Episode one of the newly released Hulu limited series Pam & Tommy immediately transports us right back to the analog, decadent glory days of the 90s. This — as it should go without saying, because it’s right there in the title — is a story about an infamous celebrity couple. But it’s also about their leaked sex tape, the reality TV era, celebrity culture, fame, sex, and sexism. And for this first chapter of the story, titled “Drilling and Pounding,” we begin in a dimly lit room.
An episode of Jay Leno’s late-night show is playing on an old-school TV set — at a specific point of the episode, in which he’s shown making one crude bit of innuendo after another in that smarmy, nasal-y, high-pitched monotone of his. He’s cracking wise, to be exact, about the aforementioned leaked sex tape, the co-star of which is the blonde bombshell in the low-cut black dress sitting across from him, tendrils of her golden hair delicately framing her face. Only … wait, my bad.

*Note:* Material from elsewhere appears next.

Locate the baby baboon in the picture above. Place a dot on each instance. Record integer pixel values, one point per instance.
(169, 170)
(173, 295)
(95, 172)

That’s actually Lily James-as-Pam Anderson. But you really can’t really tell until the camera zooms in closer to the scene on the TV. Suffice it to say: This Hulu series went all-out on the visuals.
Pam & Tommy
James and Sebastian Stan — who plays Anderson’s wild-eyed, tatted-up husband and Motley Crue drummer Tommy Lee in this 8-episode series — look uncannily like their real-life counterparts who got married a mere four days after meeting each other.
That said, this buzzy new series, which debuted Wednesday to strong early reviews, is less concerned with appearance than with the events surrounding the wildest aspect of this pair’s utterly wild marriage. It’s clear, right away, where things are headed, when we meet a sad-sack carpenter with a semi-mullet (played by Seth Rogen). He’s downstairs in Pam & Tommy’s Malibu mansion, drilling and pounding away as part of some work he’s been hired to do (ha! — you thought the title of this episode was a reference to something else).
Okay, fine. Rogen’s carpenter is doing all that work while — yes, some of the latter is audible upstairs above him. And all of it, against Fatboy Slim’s “Praise You” playing in the background.
Quick spoiler alert about this first episode: James, the dead ringer for Anderson, has maybe five or so minutes of screen time. And it quickly becomes apparent why.
“I was blind, now I can see — you made a believer out of me”
The fact that so much narrative attention is spent early on Rogen’s carpenter — who Tommy summarily fires after ranting about how much everything is costing — turns out to be an inspired choice.
The series doesn’t try to score cheap points to lure you in. We all know what this is about. How we get there is thanks to the down-on-his-luck loser played by Rogen, a self-professed student of religions who believes in karma and wets his pants when he’s scared. He decides to break back into the couple’s mansion post-firing. Angry about how he was treated, he somehow manages to wheel a safe off the property. Without getting caught.
He congratulates himself.
Karma has prevailed.
And then … he opens the safe. He doesn’t realize what he has in his possession, not at first. But he can see that he’s struck the mother lode. He dumps out a stash of guns, cash, and expensive watches. Relishing the moment, while the soundtrack blares Primal Scream’s Movin’ on Up.
Sitting on the couch, smoking a cigarette, he seems to embody every sentiment in that Primal Scream track. Blind, but now he can see … movin’ on up. Things are right again. And then, as he relaxes on the couch, we see his ratty sock-covered foot bump up against it, on the floor.
“The greatest love story ever sold”
Its contents are initially unclear. Because the tape itself is an unmarked Hi8 video cassette.
Rogen’s character takes it to his friend, a skeezy porn director played by Nick Offerman. They both pop it into a player. Do you know what this is? No? Ok, let’s see what you’ve got here. Fast forward … fast forward … hey, that’s Pamela Anderson … fast forward some more.
And right as they have their oh my God moment, the credits roll.
This series is actually based on a 2014 Rolling Stone article about the whole saga. One that helps put this new show into its proper context — because it’s about a lot more than a sex tape. This series is really about the hyper-connected, voyeuristic world of the Very Online that we’ve all inherited, for better or worse. What the Pam & Tommy sex tape taught us, writer Amanda Chicago Lewis wrote for Rolling Stone, “is that an unassuming individual could acquire a piece of content, offer it up to the Internet and watch it ricochet around the planet.”
And that, “Before Kim Kardashian, before TMZ, before RedTube, before the Fappening, there was Pam and Tommy.”